Objects, Collections, Granularity

Digital Objects as introduced by [Kahn/Wilensky 2006] have a number of internal and external properties. These properties are stored separate from the object and describe the DO as a whole, which can excellently be done by metadata keywords. External properties can be described with typical keywords (categories) as mentioned above. The internal properties typically indicate the technical encoding scheme used, the structure of the object, the semantic used resp. covered, etc. Keyword type of metadata is not meant to contain this information itself, but it should point to an object that contains this information. It should be mentioned here that metadata descriptions are restricted DOs itself, i.e. they need to have an identity that can be used to refer to them, but they are not described by metadata. Otherwise this would result in an unlimited recursive system.

Some format suggestions for files such as CHAT [MacWhinney 2000] and TEI [TEI P5] suggest including so-called header information in the file. The widely agreed convention is that metadata needs to be separate, since then it can be used free of licenses, free of the large amounts of bytes the object itself may cover, to be combined to form all sorts of virtual collections, to merge metadata from various sources, or to update the metadata without changing the object.
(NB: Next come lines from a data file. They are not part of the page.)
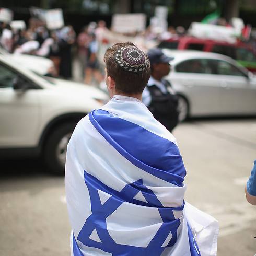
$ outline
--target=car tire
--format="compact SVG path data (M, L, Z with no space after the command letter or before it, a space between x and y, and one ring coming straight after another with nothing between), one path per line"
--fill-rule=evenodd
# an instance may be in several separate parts
M179 121L185 120L189 116L189 106L187 99L181 95L178 95L178 110L179 111Z
M43 158L52 173L65 173L66 147L77 122L65 123L55 128L46 141Z

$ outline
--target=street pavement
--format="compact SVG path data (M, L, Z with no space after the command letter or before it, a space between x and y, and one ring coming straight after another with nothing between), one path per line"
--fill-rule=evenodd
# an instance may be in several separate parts
M219 220L217 255L254 256L256 206L244 190L256 159L256 119L194 119L173 134L187 171L185 200ZM1 166L0 255L70 255L64 177L39 159Z

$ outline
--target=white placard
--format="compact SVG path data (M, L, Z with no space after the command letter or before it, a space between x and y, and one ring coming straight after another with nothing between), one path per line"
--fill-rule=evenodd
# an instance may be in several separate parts
M43 21L45 21L45 12L46 10L41 8L32 7L29 8L29 11L31 16L36 17Z
M146 15L144 14L114 14L111 28L118 33L134 33L146 29Z
M45 11L45 22L48 29L57 29L64 25L61 9L52 9Z
M155 16L160 19L167 19L168 16L168 8L166 6L158 5L155 9Z
M26 23L24 20L13 20L10 24L10 27L14 30L26 29Z
M0 8L0 21L10 23L13 20L13 13L9 9Z

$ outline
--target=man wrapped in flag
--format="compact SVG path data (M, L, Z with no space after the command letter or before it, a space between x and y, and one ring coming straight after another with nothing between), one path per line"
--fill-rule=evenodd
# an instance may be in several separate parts
M79 122L67 147L72 255L216 255L217 222L184 201L176 139L141 101L147 55L119 43L104 61L112 99Z

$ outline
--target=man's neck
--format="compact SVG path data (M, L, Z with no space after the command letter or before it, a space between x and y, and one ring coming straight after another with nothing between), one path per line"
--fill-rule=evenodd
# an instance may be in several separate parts
M158 74L152 73L151 76L157 81L161 82L162 76L159 76Z
M122 95L123 96L127 96L127 97L132 97L133 98L135 98L135 99L138 99L139 100L142 100L142 94L125 94L124 92L121 92L119 91L117 92L117 94L118 95Z

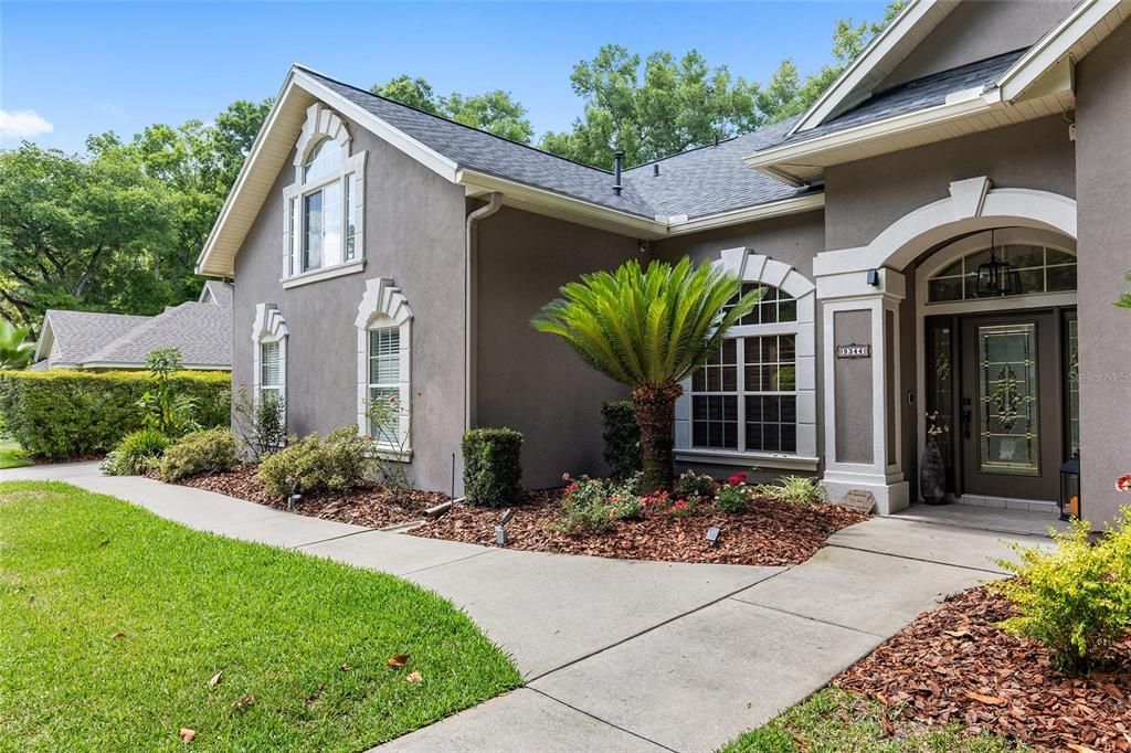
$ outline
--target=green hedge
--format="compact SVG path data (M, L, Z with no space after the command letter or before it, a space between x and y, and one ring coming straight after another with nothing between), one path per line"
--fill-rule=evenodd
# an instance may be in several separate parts
M504 508L523 494L523 434L473 429L464 434L464 494L470 504Z
M228 425L231 374L187 371L172 381L196 399L201 426ZM109 452L141 427L136 404L152 384L147 372L0 371L0 423L37 458Z

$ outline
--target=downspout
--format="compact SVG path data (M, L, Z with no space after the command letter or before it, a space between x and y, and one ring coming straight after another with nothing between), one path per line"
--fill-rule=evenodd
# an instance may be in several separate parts
M491 192L491 200L467 215L464 236L464 431L474 429L475 396L475 226L502 207L502 193Z

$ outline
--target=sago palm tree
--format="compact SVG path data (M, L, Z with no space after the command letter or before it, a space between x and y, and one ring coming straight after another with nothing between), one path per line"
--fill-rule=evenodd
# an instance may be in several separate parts
M710 265L629 261L615 272L582 275L560 288L530 323L558 335L587 364L632 388L640 425L645 492L671 488L675 399L684 379L717 349L726 331L761 300ZM728 305L732 303L732 305Z
M27 327L16 327L0 319L0 369L26 369L35 355L35 344L28 341Z

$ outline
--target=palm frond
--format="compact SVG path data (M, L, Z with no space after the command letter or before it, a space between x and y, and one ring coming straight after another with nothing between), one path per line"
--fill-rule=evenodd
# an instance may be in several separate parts
M726 330L761 300L709 263L631 260L560 288L530 323L561 337L588 365L632 387L687 379Z

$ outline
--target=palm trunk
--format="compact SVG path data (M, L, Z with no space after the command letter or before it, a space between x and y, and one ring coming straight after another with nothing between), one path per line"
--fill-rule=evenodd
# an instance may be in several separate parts
M675 382L647 384L632 390L637 423L640 425L640 460L644 466L641 492L670 491L675 476L672 455L675 429L675 398L683 388Z

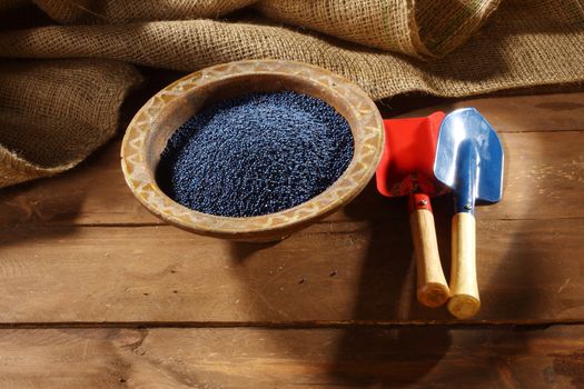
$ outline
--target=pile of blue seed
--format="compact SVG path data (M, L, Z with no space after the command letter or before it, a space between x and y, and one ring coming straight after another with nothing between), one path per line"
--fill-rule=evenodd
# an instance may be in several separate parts
M161 154L157 181L190 209L259 216L325 191L353 149L349 124L326 102L291 91L250 93L185 122Z

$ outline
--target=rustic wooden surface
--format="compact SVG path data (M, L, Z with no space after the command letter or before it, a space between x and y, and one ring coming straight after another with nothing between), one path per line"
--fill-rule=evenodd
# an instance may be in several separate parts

This is very important since updating the header information in a file means creating a new object requiring an own identity and thus version. Converters will allow extracting the header information from such files to generate the metadata.

DOs are related in many different ways as a whole or amongst its fragments. Here we only discuss examples where DOs are related as a whole. Typical examples are: the DO is a new version of an older one, the DO is a different presentation version, the DO is part of a series of DOs that was created at the same time and location, the DOs are about the same content_language, the DOs include the same actors, and there are many more possibilities of relations users want to express. Metadata systems should allow the creator, manager and end-user to form so-called virtual collections, i.e. they should support the user in aggregating the metadata descriptions of DOs even from various repositories to build collections fit for any kind of purpose such as writing a thesis on a collection of objects. Figure 2.1, “Building virtual collections by aggregating metadata descriptions” indicates this process: a user can aggregate metadata descriptions from one or more existing collections into a basket to create a collection. To build virtual collections the actual DOs are not moved, only the metadata descriptions that have pointers to the objects are being collected. Such a virtual collection can also be described by a metadata description, which will contain next to the typical metadata keywords describing its properties a long list of references pointing to the metadata descriptions of the objects included.

Figure 2.1. Building virtual collections by aggregating metadata descriptions
Building virtual collections by aggregating metadata descriptions

Conversely, there is a large debate what kind of granularity should be chosen to assign metadata that can be used in the above-mentioned ways. Many repositories still offer only metadata descriptions for whole collections without pointing to the descriptions of individual objects. Imagine a corpus of lower-saxonian German including variants spoken at the coastal areas from the North Sea and Baltic Sea and recorded over some time. We could give the whole corpus one metadata description to publish and register it. This would allow users to find this corpus and to work with it as a whole. But let’s assume that an analysis work is directed to the question whether there are differences between male and female speakers in losing their capabilities of speaking the variants. There would be no chance based on metadata descriptions to make a simple query and group the whole collection into two or more sub-collections. Having a high granularity of metadata descriptions simplifies re-using a collection in particular in ways as they were not foreseen by their creators and thus supporting new research questions.


Thus we can conclude that it makes sense to associate each meaningful digital object with a metadata description to support identifying and re-combining them to address new research questions.